6. Pour déclarer recevable et fondée la demande de nullité du licenciement, l'arrêt retient que les demandes formées par la salariée au titre d'un licenciement dépourvu de cause réelle et sérieuse, puis d'un licenciement nul, tendent à l'indemnisation des conséquences de son licenciement qu'elle estime injustifié. Il ajoute que ces demandes poursuivent par conséquent les mêmes fins, de sorte que la demande de nullité du licenciement est recevable et qu'il est indifférent que la salariée n'ait pas visé la nullité du licenciement dans ses premières écritures d'intimée dès lors que, si l'article 910-4 du code de procédure civile exige que les parties présentent l'ensemble de leurs prétentions sur le fond dès les conclusions mentionnées aux articles 905-2 et 908 à 910 du même code, cette exigence ne s'applique pas aux moyens qu'elles développent à l'appui de leurs prétentions.
7. En statuant ainsi, alors qu'elle avait constaté que dans ses premières conclusions du 31 mars 2020, la salariée n'avait pas demandé la nullité de son licenciement, de sorte que cette prétention était irrecevable, la cour d'appel a violé le texte susvisé.

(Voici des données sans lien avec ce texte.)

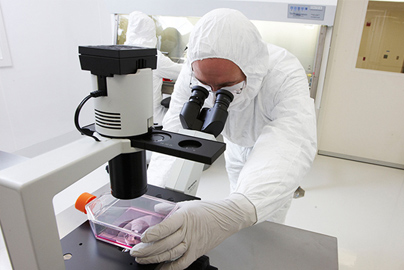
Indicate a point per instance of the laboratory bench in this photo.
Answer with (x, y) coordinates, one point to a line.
(263, 246)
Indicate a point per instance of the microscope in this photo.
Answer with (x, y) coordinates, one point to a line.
(123, 130)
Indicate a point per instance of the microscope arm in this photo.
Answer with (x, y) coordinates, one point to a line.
(26, 192)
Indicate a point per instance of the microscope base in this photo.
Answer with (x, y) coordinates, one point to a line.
(87, 252)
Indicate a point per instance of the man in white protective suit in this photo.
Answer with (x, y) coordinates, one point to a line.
(270, 136)
(142, 32)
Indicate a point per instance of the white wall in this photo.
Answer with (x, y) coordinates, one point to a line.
(361, 110)
(41, 90)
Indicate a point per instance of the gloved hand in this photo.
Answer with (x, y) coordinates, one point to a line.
(194, 229)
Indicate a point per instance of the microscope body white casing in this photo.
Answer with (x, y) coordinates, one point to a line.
(27, 189)
(127, 110)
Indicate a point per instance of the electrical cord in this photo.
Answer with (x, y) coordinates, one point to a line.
(86, 131)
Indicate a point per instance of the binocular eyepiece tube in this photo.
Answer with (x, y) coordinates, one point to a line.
(207, 120)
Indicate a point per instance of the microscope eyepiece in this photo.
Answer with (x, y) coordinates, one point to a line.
(198, 95)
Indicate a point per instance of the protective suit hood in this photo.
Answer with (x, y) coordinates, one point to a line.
(228, 34)
(141, 30)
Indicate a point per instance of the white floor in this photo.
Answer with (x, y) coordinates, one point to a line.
(360, 204)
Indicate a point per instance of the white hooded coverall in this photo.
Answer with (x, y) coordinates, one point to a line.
(270, 132)
(142, 32)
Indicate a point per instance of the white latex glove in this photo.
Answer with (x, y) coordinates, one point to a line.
(194, 229)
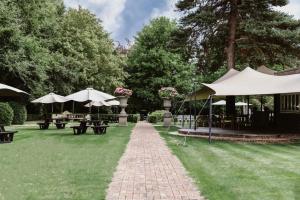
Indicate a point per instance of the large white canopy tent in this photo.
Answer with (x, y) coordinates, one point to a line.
(249, 82)
(246, 83)
(223, 103)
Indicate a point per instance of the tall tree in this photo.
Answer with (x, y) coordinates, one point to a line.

PAR CES MOTIFS, et sans qu'il y ait lieu de statuer sur les autres griefs, la Cour :
CASSE ET ANNULE, sauf en ce qu'il a déclaré irrecevable la demande de dommages-intérêts au titre de l'atteinte portée à l'intérêt collectif de la profession formée par le syndicat CGT TCL, débouté Mme [N] de sa demande de rappel d'indemnités journalières, condamné la société Keolis [Localité 3] à payer à Mme [N] la somme de 3 397,61 euros au titre des rappels de congés payés du 29 octobre au 8 décembre 2015, outre celle de 2 500 euros au titre de l'article 700 du code de procédure ainsi qu'aux dépens, l'arrêt rendu le 9 novembre 2022, entre les parties, par la cour d'appel de Lyon ;
Remet, sauf sur ces points, l'affaire et les parties dans l'état où elles se trouvaient avant cet arrêt et les renvoie devant la cour d'appel de Lyon autrement composée ;
Condamne Mme [N] aux dépens ;
En application de l'article 700 du code de procédure civile, rejette les demandes ;
Dit que sur les diligences du procureur général près la Cour de cassation, le présent arrêt sera transmis pour être transcrit en marge ou à la suite de l'arrêt partiellement cassé ;
Ainsi fait et jugé par la Cour de cassation, chambre sociale, et prononcé par le président en son audience publique du vingt-huit février deux mille vingt-quatre.